The latest polling of 7 battleground states shows Hillary Clinton leading Donald Trump in all seven with a commanding double-digit lead in three.
The results from the latest NBC News/Wall Street Journal/Marist polls show Clinton ahead in Colorado by 14 points, Virginia by 13, Pennsylvania by 11, North Carolina by 9, Florida by 5, Ohio by 5, and Iowa by 4 points.
NBC News reports that “If those poll numbers hold with another three months to go until Election Day 2016, Trump won’t have a realistic path to 270 electoral votes to win the presidency.”
However, as NBC points out, “there are four other takeaways” from the latest polling of battleground states, “call them four different gaps.
The Education Gap:
The latest polling shows Clinton leading Trump among college-educated white voters in every battleground state except Florida, albeit that gap is narrow compared to other states with Trump leading Clinton by 2 percentage points – 42% to 40%.
Clinton leads Trump in Colorado by 32 points, Iowa by 31 points, Pennsylvania 21 points, Iowa 8 points, North Carolina 7 points, and Virginia 6 points.
As NBC News reports, this is significant: “As the Atlantic’s Ron Brownstein has noted, no Democratic presidential candidate going back to 1952 has won among college-educated whites.”
The Urban versus Rural Gap:
As NBC News reports, “Clinton is drubbing Trump in urban areas and suburbs, while Trump is ahead in rural areas.
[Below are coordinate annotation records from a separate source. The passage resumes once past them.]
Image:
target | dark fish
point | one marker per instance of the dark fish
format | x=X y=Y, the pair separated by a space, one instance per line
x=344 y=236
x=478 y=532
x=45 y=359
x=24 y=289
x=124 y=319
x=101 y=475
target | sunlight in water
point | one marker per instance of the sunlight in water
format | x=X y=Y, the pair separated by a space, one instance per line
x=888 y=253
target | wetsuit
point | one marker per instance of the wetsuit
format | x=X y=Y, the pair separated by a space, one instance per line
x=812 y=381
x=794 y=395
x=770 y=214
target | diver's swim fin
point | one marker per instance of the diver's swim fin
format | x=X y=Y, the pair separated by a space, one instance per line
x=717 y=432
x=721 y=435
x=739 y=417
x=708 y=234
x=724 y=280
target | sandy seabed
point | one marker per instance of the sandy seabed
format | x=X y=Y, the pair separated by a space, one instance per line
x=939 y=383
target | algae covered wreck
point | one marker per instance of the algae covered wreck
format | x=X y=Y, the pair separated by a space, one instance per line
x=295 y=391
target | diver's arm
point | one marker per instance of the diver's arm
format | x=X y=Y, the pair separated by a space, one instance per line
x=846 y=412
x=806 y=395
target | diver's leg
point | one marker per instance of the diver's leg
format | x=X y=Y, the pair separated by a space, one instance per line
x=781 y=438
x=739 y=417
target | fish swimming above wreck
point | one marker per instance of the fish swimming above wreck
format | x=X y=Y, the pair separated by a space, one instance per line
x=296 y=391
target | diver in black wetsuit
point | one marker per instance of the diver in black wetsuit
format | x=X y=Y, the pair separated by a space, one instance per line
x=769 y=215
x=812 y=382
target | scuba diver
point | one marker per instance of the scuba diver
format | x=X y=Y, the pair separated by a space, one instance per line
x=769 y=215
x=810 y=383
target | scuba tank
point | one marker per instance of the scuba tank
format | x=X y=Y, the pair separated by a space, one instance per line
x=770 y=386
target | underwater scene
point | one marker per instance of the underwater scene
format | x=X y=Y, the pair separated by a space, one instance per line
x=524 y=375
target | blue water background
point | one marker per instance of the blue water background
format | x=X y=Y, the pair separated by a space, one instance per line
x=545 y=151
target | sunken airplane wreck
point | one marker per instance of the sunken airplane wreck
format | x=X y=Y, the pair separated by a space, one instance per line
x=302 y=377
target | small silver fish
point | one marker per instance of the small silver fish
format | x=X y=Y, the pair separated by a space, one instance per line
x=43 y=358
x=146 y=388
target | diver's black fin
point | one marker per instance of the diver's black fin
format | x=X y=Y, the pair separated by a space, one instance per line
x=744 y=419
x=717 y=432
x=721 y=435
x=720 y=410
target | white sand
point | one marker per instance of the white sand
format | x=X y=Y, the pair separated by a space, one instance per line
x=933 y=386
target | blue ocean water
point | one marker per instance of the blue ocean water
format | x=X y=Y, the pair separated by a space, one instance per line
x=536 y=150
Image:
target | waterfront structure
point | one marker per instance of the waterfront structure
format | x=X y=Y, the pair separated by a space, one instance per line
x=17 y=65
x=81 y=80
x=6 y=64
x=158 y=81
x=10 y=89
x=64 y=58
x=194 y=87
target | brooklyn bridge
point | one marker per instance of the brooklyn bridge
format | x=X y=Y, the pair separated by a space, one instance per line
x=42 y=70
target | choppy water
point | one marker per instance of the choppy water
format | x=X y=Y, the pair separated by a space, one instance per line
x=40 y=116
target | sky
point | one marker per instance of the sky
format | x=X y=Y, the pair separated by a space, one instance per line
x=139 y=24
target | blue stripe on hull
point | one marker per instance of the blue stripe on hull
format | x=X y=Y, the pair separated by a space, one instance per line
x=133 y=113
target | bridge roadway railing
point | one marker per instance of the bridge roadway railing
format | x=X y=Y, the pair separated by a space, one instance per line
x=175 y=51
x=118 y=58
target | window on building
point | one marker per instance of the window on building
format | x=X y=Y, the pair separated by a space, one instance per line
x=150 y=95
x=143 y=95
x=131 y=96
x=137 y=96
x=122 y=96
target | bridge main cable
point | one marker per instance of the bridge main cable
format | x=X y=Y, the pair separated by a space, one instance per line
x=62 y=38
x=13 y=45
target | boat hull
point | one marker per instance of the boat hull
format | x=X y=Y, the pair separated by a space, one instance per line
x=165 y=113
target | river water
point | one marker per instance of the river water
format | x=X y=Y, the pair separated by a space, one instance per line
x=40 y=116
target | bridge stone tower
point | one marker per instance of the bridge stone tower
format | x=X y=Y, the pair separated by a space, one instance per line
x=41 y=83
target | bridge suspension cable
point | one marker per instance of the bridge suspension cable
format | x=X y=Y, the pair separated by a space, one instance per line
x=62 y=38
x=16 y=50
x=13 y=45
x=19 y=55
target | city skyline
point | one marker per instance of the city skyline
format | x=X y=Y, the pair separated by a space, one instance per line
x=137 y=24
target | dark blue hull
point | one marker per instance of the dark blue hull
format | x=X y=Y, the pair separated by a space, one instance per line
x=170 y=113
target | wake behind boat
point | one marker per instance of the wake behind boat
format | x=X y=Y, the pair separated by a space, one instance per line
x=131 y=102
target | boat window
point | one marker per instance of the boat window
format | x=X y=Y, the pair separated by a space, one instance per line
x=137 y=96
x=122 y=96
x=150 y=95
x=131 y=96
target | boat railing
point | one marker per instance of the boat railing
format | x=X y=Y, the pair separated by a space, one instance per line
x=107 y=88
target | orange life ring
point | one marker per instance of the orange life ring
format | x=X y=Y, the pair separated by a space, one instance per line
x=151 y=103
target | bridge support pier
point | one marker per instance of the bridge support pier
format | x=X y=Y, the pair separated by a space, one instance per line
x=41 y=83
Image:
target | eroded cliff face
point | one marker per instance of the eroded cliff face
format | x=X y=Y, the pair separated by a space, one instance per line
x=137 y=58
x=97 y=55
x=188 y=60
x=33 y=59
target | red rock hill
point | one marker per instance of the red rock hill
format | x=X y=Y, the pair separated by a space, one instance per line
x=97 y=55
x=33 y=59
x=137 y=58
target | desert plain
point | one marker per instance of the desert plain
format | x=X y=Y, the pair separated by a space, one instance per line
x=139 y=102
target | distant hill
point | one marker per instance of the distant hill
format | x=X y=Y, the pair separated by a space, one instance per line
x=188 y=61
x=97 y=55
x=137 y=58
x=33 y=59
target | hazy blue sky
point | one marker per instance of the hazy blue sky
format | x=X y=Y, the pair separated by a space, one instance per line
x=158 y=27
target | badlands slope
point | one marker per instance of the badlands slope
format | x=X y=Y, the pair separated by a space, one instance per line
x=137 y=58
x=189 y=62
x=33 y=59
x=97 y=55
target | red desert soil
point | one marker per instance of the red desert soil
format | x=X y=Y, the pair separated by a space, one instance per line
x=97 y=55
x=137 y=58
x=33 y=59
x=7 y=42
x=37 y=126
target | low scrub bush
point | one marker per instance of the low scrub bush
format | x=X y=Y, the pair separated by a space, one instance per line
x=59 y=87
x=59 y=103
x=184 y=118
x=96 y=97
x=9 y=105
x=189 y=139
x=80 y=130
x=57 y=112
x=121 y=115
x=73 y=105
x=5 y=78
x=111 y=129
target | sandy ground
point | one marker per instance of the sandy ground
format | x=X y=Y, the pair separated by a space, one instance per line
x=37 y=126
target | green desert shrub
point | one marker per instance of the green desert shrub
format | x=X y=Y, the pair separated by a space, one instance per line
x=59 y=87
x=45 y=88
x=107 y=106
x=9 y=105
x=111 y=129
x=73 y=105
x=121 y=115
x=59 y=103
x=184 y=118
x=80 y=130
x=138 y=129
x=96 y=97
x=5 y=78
The problem for Trump: For the most part, there are many more voters in these urban areas than rural ones.”
The Gender Gap:
“Clinton is winning women by larger margins than Trump is winning among men. And Clinton is even winning among men in Colorado and Virginia,” according to NBC News.
The Party Unity Gap:
NBC reports that Democrats are backing Clinton in all seven states “by a larger margin than Republicans are behind Trump.”
In four states, Clinton’s lead among Democrats exceeds Trump’s among Republicans by double-digits.
The breakdown shows Clinton ahead in Virginia by 17 points, Pennsylvania 16 points, Colorado and Florida 15 points, Iowa 5 points, and North Carolina and Ohio 4 points.
As NBC News concludes: “If those poll numbers hold with another three months to go until Election Day 2016, Trump won’t have a realistic path to 270 electoral votes to win the presidency.”